Hey — remember the 80's? If you don't, well, that's when Boston city planners started the ball rolling on the massive infrastructure project that came to be called the "Big Dig" — an ambitious effort to reroute I-93 through a tunnel under the city, and to link downtown Boston with Logan Airport through another tunnel. "The Big Dig was the most expensive highway project in the US," Wikipedia records, "and was plagued by escalating costs, scheduling overruns, leaks, design flaws, charges of poor execution and use of substandard materials, criminal arrests, and one death.The project was originally scheduled to be completed in 1998 at an estimated cost of $2.8 billion (in 1982 dollars, US$6.0 billion adjusted for inflation as of 2006). However, the project was completed only in December 2007, at a cost of over $14.6 billion ($8.08 billion in 1982 dollars, meaning a cost overrun of about 190%) as of 2006. The Boston Globe estimated that the project will ultimately cost $22 billion, including interest, and that it will not be paid off until 2038." See Wikipedia, "Big Dig," by various authors (footnotes omitted).

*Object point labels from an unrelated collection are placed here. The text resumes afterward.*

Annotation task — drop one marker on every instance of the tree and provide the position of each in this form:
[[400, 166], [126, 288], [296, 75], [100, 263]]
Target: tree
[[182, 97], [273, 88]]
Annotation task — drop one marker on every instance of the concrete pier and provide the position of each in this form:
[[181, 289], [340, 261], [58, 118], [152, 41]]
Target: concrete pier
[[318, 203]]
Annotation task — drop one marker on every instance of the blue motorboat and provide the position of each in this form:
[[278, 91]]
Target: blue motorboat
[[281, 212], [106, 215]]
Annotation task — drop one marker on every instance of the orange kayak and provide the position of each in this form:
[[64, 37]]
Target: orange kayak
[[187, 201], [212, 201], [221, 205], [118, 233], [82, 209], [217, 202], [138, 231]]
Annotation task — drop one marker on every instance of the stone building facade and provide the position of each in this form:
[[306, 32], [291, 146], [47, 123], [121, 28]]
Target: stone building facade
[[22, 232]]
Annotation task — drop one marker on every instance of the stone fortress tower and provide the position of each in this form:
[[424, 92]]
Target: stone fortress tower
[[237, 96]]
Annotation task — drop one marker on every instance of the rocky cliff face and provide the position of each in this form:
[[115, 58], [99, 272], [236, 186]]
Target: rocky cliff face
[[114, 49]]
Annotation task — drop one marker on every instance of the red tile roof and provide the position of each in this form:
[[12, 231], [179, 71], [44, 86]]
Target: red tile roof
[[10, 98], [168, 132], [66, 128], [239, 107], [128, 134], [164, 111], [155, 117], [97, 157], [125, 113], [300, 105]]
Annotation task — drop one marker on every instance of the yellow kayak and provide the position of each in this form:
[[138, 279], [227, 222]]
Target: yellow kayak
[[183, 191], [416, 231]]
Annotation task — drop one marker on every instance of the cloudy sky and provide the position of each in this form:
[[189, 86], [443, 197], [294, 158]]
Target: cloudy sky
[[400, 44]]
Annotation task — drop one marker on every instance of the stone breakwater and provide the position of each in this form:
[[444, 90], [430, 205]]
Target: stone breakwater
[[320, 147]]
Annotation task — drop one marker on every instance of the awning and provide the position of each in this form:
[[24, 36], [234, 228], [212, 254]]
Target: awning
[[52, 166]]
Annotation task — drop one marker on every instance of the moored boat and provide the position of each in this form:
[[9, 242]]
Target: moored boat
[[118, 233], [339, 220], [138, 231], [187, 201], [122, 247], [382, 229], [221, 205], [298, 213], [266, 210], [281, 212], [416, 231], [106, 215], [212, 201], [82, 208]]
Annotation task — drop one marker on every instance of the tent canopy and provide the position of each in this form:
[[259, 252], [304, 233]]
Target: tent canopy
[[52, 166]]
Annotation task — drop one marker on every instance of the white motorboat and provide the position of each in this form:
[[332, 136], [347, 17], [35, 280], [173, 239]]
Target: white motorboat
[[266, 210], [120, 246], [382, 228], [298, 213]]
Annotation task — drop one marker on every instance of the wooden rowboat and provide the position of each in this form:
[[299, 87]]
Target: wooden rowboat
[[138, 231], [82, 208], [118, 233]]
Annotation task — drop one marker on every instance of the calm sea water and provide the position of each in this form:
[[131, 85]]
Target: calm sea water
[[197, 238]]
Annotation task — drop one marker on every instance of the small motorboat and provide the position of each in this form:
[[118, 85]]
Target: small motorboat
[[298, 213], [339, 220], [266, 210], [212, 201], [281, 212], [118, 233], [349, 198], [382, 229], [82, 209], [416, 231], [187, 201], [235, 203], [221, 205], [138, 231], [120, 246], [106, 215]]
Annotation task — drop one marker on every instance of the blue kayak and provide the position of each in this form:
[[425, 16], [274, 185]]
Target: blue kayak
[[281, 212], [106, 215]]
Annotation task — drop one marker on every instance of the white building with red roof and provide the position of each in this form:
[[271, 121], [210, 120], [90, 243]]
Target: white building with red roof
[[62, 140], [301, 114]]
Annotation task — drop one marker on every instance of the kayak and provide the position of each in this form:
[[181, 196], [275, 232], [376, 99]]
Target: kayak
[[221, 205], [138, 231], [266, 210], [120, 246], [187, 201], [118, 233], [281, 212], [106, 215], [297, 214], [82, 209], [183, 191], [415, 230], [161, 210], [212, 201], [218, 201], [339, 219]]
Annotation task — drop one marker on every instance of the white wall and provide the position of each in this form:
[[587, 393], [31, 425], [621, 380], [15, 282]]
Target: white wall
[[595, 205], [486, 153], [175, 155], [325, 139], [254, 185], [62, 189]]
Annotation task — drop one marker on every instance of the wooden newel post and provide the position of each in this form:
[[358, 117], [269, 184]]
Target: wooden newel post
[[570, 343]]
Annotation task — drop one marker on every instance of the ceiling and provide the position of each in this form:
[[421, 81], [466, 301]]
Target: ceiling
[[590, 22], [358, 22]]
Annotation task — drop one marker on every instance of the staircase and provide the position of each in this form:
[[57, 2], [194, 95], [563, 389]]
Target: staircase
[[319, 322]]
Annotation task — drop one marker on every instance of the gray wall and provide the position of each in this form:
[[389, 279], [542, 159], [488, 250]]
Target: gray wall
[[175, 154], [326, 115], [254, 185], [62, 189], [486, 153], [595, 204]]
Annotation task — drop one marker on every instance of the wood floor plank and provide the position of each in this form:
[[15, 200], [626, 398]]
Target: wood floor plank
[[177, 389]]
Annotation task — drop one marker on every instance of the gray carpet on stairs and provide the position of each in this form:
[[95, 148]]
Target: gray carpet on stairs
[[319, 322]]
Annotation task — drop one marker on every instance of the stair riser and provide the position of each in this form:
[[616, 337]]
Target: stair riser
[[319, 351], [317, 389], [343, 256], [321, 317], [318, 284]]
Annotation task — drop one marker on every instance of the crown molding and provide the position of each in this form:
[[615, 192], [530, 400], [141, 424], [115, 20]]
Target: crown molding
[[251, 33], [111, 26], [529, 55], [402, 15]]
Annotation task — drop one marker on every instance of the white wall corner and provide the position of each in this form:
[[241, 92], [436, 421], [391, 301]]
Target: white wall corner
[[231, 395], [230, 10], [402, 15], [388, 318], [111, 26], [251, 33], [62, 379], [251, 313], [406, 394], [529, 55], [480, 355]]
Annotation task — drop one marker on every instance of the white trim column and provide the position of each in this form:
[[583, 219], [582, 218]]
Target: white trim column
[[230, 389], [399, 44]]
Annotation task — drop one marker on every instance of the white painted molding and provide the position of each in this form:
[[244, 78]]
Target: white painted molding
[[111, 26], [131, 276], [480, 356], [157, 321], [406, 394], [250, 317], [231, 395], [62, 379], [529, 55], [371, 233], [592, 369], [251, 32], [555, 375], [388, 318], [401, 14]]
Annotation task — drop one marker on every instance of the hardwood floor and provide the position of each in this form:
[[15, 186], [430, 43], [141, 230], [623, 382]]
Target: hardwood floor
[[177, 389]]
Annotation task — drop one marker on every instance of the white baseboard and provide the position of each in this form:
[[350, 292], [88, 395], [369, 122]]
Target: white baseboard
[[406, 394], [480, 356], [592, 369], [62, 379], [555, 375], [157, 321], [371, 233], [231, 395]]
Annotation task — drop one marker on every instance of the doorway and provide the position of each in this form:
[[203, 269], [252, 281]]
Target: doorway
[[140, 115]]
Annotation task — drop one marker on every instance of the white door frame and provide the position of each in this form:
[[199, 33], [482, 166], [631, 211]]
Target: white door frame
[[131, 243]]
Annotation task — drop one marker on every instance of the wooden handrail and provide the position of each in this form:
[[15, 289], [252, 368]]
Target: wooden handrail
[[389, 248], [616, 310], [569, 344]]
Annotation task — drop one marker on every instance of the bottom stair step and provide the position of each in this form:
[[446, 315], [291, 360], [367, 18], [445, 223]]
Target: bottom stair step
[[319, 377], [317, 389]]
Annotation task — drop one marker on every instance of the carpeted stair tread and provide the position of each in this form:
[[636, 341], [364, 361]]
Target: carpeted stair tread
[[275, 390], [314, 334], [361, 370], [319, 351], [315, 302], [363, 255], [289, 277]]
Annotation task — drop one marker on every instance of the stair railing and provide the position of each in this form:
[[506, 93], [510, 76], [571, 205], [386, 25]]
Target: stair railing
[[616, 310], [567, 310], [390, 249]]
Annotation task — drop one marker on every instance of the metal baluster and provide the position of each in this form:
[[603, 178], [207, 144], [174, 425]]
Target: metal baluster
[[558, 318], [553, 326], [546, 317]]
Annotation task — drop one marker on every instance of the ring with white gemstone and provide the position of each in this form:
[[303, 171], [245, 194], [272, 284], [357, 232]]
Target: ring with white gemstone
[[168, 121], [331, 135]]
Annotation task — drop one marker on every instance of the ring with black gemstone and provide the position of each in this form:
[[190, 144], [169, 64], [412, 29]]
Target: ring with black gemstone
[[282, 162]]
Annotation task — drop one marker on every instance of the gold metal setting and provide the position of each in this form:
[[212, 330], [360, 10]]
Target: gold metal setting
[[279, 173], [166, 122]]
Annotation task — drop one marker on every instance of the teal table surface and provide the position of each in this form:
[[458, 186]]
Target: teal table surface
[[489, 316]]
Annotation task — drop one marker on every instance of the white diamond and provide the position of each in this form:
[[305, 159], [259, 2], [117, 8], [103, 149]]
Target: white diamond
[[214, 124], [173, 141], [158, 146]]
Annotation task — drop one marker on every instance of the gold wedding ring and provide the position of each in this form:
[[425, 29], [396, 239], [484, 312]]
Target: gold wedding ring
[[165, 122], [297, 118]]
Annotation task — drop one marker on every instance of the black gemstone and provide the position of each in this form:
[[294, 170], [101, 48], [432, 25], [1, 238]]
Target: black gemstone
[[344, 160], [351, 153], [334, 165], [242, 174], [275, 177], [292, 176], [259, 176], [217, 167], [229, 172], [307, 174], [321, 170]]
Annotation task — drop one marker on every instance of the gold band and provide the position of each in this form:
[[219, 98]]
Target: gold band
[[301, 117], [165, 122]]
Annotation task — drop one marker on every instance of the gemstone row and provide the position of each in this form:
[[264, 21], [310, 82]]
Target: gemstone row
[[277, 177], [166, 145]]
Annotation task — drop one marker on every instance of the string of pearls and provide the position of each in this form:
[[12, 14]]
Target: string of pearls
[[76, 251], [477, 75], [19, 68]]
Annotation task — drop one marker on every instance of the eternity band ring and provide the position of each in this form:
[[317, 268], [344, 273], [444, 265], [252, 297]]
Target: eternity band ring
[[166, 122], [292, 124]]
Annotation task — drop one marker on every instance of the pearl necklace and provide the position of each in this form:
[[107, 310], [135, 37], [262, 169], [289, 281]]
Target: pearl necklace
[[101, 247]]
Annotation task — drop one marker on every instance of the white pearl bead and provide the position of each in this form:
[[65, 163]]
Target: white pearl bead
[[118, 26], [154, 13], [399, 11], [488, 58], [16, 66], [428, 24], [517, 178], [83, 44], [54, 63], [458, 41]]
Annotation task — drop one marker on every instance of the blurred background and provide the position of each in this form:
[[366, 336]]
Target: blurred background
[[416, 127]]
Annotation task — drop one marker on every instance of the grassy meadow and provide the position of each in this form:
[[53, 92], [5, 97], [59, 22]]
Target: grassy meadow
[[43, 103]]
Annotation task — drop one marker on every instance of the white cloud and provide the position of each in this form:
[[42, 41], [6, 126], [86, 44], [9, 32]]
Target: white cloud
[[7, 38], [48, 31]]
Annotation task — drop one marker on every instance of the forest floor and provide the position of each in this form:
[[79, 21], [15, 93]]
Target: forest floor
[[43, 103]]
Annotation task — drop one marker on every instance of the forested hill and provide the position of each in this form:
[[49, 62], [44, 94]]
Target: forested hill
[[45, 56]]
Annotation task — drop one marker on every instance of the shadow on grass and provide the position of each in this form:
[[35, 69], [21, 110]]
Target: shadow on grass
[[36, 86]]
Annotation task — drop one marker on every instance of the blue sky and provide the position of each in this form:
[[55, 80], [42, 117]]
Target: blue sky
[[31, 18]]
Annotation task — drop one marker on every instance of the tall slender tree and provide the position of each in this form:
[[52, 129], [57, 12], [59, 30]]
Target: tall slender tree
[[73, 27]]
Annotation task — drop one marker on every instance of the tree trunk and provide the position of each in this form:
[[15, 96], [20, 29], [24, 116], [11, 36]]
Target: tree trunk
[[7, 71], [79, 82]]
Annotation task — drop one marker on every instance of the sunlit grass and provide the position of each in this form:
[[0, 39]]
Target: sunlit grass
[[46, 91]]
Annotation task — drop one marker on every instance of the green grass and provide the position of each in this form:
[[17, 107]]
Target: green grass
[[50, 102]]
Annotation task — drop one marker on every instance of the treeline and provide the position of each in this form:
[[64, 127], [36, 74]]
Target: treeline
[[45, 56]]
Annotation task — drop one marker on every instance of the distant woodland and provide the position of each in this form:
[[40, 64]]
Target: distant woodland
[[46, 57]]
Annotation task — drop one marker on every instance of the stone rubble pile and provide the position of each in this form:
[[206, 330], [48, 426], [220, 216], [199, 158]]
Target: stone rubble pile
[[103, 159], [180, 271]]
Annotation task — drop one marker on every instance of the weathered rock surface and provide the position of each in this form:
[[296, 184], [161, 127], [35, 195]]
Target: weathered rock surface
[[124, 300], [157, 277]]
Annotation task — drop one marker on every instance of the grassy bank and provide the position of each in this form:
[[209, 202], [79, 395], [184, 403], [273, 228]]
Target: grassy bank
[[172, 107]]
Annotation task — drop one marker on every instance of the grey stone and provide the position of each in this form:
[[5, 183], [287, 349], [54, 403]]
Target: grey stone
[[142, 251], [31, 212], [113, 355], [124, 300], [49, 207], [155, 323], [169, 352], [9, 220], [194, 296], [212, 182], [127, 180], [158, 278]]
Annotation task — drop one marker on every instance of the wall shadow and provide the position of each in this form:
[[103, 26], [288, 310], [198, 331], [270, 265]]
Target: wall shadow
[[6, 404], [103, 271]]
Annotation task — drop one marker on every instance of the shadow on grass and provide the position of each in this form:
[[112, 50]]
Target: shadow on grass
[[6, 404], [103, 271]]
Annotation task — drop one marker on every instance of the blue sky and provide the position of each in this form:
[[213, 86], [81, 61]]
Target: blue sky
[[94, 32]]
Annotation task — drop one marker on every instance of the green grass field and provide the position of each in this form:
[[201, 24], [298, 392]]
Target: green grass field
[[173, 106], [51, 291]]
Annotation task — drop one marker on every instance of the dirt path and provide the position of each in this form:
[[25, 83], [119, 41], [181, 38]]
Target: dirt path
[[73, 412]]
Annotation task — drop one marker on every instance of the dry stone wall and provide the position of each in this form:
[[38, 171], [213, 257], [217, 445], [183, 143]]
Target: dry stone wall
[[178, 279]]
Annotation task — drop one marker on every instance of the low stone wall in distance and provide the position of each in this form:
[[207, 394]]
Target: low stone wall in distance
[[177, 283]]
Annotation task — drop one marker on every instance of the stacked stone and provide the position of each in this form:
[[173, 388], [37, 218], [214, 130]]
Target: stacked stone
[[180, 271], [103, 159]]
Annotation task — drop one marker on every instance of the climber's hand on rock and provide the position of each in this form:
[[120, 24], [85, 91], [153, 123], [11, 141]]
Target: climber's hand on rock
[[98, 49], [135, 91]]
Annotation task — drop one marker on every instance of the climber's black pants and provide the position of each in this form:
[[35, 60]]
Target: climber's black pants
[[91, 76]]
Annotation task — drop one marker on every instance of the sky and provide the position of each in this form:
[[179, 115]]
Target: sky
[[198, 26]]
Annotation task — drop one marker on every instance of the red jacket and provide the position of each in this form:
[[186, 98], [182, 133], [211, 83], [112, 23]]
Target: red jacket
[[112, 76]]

Why bring all this up now? Well, Boston needs some other infrastructure upgrades, and the city (and state) are operating under budget constraints at least partially caused by overspending on the Big Dig. Among other things, city planners would like to extend and upgrade the Green Line, notoriously the slowest and least predictable of the MTA's subway and trolley routes, and extend the line into areas currently unserved by trains. And with money short for that kind of thing, it's a problem that the price tag on that idea appears to be rising already. Public broadcaster WBUR has a report (see: Ballooning Cost Throws Future Of Green Line Extension Into Question," by Andy Metzger).
Reports WBUR: "Recently estimated at about $2 billion — which doesn’t include the cost of financing — the full cost of adding seven new trolley stations in East Cambridge, Somerville and Medford could wind up as much as $1 billion over budget, MBTA Interim General Manager Frank DePaola told reporters on Monday. Officials who briefed the MBTA’s Fiscal and Management Control Board on Monday afternoon are now looking to renegotiate with the contractor and alter the plans."
Said Transportation Secretary Stephanie Pollack: “Everything’s on the table, and everything includes cancelling the project, but that’s not where we want to go, but we need a project we can afford to build.”